First up was the Sensual, a traditional mead (15.2% alcohol) that was aromatic and had a rich honey taste, though it was not overly sweet. Along with the honey flavors, there were nutty undertones and mild floral notes. It was a tasty drink, which I enjoyed, and would make for a fine dessert drink, or maybe an accompaniment with spicy Asian food. The Embrace is a blend of 63% honey and 27% black currants (15.7% alcohol), which has a more reddish color and presents more dry and strongly tart. The honey notes are very subdued and the currants flavors predominate. I didn't care much for this as it was too tart for my own tastes, but if you enjoy tartness, I believe you would enjoy this mead.

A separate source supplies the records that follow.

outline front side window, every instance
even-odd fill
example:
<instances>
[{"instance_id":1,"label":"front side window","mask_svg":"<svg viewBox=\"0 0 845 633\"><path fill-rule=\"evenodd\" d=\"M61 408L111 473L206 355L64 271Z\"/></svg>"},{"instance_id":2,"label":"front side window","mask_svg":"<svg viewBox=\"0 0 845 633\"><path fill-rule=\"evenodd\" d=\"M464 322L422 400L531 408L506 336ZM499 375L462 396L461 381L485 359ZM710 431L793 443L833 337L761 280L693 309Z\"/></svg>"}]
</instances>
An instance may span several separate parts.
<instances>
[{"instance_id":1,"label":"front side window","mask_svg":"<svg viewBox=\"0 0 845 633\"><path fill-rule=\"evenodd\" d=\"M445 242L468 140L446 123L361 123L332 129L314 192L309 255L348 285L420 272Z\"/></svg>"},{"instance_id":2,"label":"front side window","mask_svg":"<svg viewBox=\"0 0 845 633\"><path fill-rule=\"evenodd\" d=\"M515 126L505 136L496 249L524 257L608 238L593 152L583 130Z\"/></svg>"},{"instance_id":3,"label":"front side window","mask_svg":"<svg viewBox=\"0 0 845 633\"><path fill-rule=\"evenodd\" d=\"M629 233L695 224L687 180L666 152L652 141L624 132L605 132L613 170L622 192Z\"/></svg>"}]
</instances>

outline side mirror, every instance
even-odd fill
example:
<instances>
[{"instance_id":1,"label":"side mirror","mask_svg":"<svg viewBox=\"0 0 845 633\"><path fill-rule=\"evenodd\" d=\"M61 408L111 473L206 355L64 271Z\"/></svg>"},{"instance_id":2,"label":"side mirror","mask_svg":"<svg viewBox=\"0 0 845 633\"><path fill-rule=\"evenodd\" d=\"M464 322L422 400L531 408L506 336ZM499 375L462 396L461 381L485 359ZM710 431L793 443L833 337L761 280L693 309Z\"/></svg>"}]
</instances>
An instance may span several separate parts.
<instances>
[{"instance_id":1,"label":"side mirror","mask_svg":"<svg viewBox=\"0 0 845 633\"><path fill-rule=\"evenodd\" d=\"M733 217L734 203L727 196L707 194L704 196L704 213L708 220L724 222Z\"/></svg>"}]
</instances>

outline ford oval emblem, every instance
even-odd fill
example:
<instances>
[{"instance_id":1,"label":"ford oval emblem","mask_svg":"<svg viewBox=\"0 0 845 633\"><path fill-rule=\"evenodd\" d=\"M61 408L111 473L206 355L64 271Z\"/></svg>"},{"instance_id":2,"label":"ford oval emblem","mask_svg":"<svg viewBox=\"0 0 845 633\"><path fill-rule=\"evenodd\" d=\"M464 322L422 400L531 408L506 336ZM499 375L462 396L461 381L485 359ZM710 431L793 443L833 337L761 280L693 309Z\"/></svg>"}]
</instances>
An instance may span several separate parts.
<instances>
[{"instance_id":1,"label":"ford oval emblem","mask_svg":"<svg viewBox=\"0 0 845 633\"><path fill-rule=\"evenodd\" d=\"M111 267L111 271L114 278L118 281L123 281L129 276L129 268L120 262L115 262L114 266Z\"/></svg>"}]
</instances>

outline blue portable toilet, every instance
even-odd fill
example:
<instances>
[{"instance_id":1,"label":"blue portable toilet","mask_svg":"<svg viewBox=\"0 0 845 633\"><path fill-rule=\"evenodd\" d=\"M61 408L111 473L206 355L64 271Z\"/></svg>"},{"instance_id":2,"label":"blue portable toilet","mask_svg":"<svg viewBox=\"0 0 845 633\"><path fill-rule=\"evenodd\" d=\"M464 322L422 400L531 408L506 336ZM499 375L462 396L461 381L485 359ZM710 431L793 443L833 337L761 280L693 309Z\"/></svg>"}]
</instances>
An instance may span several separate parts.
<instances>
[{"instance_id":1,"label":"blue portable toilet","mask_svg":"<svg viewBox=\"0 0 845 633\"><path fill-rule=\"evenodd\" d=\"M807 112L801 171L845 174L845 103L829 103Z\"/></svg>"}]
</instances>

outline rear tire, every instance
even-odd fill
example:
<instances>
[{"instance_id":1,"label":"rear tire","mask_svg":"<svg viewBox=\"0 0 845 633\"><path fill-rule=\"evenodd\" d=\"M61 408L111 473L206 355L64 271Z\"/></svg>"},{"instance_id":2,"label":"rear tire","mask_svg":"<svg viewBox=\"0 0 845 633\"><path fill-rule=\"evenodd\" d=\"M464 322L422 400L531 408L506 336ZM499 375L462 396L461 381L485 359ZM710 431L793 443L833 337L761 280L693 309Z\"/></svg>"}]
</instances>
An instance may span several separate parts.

The sweetness returned in Kurt's Apple Pie (16.8% alcohol), named after Michael's best friend, Kurt Demmer, and which is their best selling mead. It is made with honey, local apple cider, Madagascar-bourbon vanilla and Vietnamese cinnamon and tastes exactly like liquid apple pie. I can understand why this mead is so popular, as the compelling blend of flavors works very well together. It is not cloyingly sweet and would be a perfect accompaniment with dessert. Though the alcohol content is high, it is not reflected in the balanced taste so you should be wary that you don't drink too much. I highly recommend this mead.
The final mead was more unique, the Utopian (16.9% alcohol), which is aged in Sam Adams Utopian barrels, a rare and special beer. The Utopian is a single barrel release and each bottle is noted with the bottling date and number of cases produced. This is certainly an interesting and complex beverage, which does remind me of an artisan beer, though it did not appeal to my own preferences as I am not much of a beer guy. But I certainly appreciate the unique nature of this brew.
The meads intrigued me sufficiently that I want to visit Moonlight, tour the meadery and taste more of their portfolio.
Maine Mead Works, founded in 2007 and located in Portland, Maine, is owned by Ben Alexander and Carly Cope. They produce about nine different meads, using primarily locally sourced ingredients, including Aroostook County wildflower honey, Glendarragh Farms English lavender, Snell and Maxwell Farms strawberries and Heath Hill Farms elderberries. In collaboration with South African scholar Dr. Garth Cambray, they have also developed a state-of-the-art continuous fermentation system, availing themselves of modern technology to create a better mead. Their meads are known by the brand Honeymaker Meads.
I first tasted their Honeymaker Dry Mead (12.5% alcohol) which is produced in small batches and is oak aged. It actually had a fairly complex taste, dry though with subtle honey notes, as well as touches of citrus (especially orange) and floral notes. A pleasing taste and I would recommend this mead. The Blueberry Mead (12.5% alcohol) reminds me more of a rosé wine with its light red hue, but it is made with organic wild blueberries. It had an appealing berry aroma and on the palate, the blueberry taste was pleasant, with a bit of tartness. It would be a fun summer wine. Lastly, I tasted the Lavender Mead (12.5% alcohol) which had a strong floral smell which came out dominant on the palate as well. I didn't care for the prominent lavender flavor, which is more a personal preference. All three of these meads are also gluten free. In addition, I would like to visit this meadery and taste more of their meads.
So, if you have not tasted mead before, give it a chance, especially if you live locally and can obtain meads from Moonlight Meadery or Maine Mead Works. With all of the diversity in mead styles and types, you will likely find something that appeals to your personal preferences. I know I will be exploring mead more in the future.